- Location of Taylorville in Vigo County, Indiana.
- Coordinates: 39°27′45″N 87°25′25″W﻿ / ﻿39.46250°N 87.42361°W
- Country: United States
- State: Indiana
- County: Vigo
- Township: Sugar Creek

Area
- • Total: 0.15 sq mi (0.39 km^{2})
- • Land: 0.15 sq mi (0.39 km^{2})
- • Water: 0 sq mi (0.00 km^{2})
- Elevation: 469 ft (143 m)

Population (2020)
- • Total: 38
- • Density: 251.9/sq mi (97.24/km^{2})
- Time zone: UTC-5 (Eastern (EST))
- • Summer (DST): UTC-4 (EDT)
- ZIP code: 47885
- Area codes: 812, 930
- FIPS code: 18-18658
- GNIS feature ID: 444608

= Taylorville, Indiana =

Taylorville, also known as Taylorsville or Dresser, is an unincorporated community in eastern Sugar Creek Township, Vigo County, in the U.S. state of Indiana. It is part of the Terre Haute metropolitan area. Though the United States Board on Geographic Names has officially designated the area as Taylorville, the 2010 United States Census considered the area a census designated place called Dresser.

==History==
Taylorville was founded in 1908, and was named after a local farmer named Taylor. A post office was established under the name Dresser in 1932, and remained in operation until it was discontinued in 1935. Residents use the names Taylorville and Dresser interchangeably.

Taylorville has historically had a reputation of being extremely poor and insular. A 1930s history of the village described it as “a breeding ground for all that was repugnant to American standards.” Residents of Taylorville have recalled being bullied as children for being from the village. Residents do acknowledge that the village is extremely close-knit but also say they are simply independent and keep to themselves.

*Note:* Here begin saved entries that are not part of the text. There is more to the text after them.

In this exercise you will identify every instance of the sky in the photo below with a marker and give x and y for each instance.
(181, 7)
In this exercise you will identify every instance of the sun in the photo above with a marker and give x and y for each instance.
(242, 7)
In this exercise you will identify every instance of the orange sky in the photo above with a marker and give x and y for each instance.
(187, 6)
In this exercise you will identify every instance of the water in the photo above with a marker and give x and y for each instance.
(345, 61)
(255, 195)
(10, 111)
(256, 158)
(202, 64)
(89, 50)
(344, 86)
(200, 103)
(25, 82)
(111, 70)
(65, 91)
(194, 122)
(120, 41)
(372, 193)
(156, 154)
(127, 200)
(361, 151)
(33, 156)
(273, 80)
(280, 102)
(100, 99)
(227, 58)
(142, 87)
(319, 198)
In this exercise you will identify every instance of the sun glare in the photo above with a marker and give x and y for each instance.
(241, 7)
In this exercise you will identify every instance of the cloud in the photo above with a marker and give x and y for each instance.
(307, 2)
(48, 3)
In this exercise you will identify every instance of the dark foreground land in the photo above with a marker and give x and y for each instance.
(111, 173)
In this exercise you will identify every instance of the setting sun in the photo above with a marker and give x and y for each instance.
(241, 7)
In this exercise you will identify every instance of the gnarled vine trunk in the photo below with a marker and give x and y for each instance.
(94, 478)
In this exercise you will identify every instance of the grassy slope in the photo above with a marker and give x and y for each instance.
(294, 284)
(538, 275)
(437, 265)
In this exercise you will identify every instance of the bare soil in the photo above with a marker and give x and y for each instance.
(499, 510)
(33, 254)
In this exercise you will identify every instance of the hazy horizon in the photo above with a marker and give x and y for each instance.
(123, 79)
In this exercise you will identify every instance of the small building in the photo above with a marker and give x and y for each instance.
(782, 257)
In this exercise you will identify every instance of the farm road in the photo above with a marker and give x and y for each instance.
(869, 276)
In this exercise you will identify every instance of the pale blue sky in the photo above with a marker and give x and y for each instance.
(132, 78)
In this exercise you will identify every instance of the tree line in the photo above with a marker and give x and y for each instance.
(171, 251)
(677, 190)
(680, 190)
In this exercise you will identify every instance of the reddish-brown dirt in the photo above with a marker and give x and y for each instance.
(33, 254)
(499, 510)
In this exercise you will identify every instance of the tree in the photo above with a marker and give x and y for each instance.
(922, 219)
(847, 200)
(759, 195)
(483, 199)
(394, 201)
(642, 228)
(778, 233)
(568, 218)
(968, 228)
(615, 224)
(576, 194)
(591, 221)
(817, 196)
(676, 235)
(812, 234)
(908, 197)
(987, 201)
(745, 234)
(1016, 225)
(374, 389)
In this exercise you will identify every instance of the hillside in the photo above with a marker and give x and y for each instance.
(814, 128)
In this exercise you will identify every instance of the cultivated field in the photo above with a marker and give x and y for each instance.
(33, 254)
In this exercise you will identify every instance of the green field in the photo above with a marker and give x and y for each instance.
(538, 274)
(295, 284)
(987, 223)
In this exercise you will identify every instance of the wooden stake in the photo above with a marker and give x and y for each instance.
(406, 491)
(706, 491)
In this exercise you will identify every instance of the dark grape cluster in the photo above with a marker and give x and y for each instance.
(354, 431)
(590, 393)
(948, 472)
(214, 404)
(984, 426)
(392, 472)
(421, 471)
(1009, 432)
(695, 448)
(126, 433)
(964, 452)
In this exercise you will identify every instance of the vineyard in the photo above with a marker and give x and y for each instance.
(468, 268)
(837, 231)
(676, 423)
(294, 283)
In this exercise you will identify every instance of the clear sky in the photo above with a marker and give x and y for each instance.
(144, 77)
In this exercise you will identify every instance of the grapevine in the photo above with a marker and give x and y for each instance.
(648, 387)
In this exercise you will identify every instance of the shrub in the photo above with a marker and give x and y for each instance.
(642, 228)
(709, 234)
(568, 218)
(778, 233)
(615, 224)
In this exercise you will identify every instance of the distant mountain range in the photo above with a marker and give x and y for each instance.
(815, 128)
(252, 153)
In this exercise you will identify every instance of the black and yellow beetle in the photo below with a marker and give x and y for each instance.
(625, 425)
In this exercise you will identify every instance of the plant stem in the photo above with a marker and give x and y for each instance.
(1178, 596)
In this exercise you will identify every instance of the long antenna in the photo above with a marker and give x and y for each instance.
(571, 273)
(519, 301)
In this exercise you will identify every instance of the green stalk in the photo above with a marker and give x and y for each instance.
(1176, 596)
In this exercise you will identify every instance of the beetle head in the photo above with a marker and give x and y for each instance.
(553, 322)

Taylorville has declined in population in recent decades. The village is located in a floodplain and acquiring a permit to build a home in the village is difficult. As of 2013, Vigo County officials were attempting to purchase properties in Taylorville in an effort to remove residents from flood-prone residences. This plan has been met with resistance from Taylorville residents.

==Geography==
Taylorville is located very near the Wabash River, the town is nestled between Terre Haute and West Terre Haute.

==Demographics==

As of the 2010 Census, the CDP of Dresser had 104 residents. All 104 residents were White and the median age was 38 years old.

Historical population
| Census | Pop. | Note | %± |
| 2010 | 104 |  | — |
| 2020 | 38 |  | −63.5% |
U.S. Decennial Census

==Education==
All areas in Vigo County are in the Vigo County School Corporation. Dresser is zoned to Sugar Creek Consolidated Elementary School, West Vigo Middle School, and West Vigo High School.